Nah. Drive a car through the doors to their building. Get out holding your phone, look around and say, "Who called for Uber?". Look around for a moment, say "No show, gotta cancel!" Get back in your car and leave. 

Get it all on video and you'll be the hottest thing on YouTube since Gangdam Style.


----------



## m1a1mg (Oct 22, 2015)

Xylphan said:


> Let's see if I have this right. Your claiming that the IRS deliberately uses a number that's too high for mileage expenses because...they want people to pay less taxes?
> 
> Uh huh.
> 
> ...


Do you not even read your own links?

The IRS and AAA numbers are TOTAL cost. They include all costs. When determining my cost for driving Uber I do not need to include fixed costs which are incurred whether I drive for Uber or not.

Too complex or does it not fit the narrative you are trying to establish?


----------



## Xylphan (Aug 26, 2016)

m1a1mg said:


> Do you not even read your own links?
> 
> The IRS and AAA numbers are TOTAL cost. They include all costs. When determining my cost for driving Uber I do not need to include fixed costs which are incurred whether I drive for Uber or not.
> 
> Too complex or does it not fit the narrative you are trying to establish?




You're really not getting this, are you?

The numbers reflect the average cost PER MILE of driving your vehicle. It doesn't matter if you're driving for Uber or taking a Sunday afternoon cruise. The wear and tear on your car doesn't suddenly say, "Oh, there's a pax in the car! Better turn off physics for a while!".

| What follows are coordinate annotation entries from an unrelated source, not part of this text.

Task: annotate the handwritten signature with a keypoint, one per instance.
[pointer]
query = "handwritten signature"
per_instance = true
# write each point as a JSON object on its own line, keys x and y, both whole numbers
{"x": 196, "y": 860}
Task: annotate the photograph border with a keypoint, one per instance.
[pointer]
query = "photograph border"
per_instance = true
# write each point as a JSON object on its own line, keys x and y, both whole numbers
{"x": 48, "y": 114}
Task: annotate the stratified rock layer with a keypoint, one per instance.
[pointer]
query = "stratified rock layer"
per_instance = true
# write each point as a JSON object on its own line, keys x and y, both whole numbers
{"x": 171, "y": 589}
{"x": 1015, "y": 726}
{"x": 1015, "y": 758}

If someone drives 15K miles per year but drives an additional 15K miles for Uber, that's 30K miles worth of costs on your car. You're still adding additional wear to your tires, brakes, belts, etc. They aren't going to magically stop wearing down because your driving for Uber. The only difference is that there is an IRS deduction you can use to offset some of the expenses for the 15K you drove for that additional wear and tear.


----------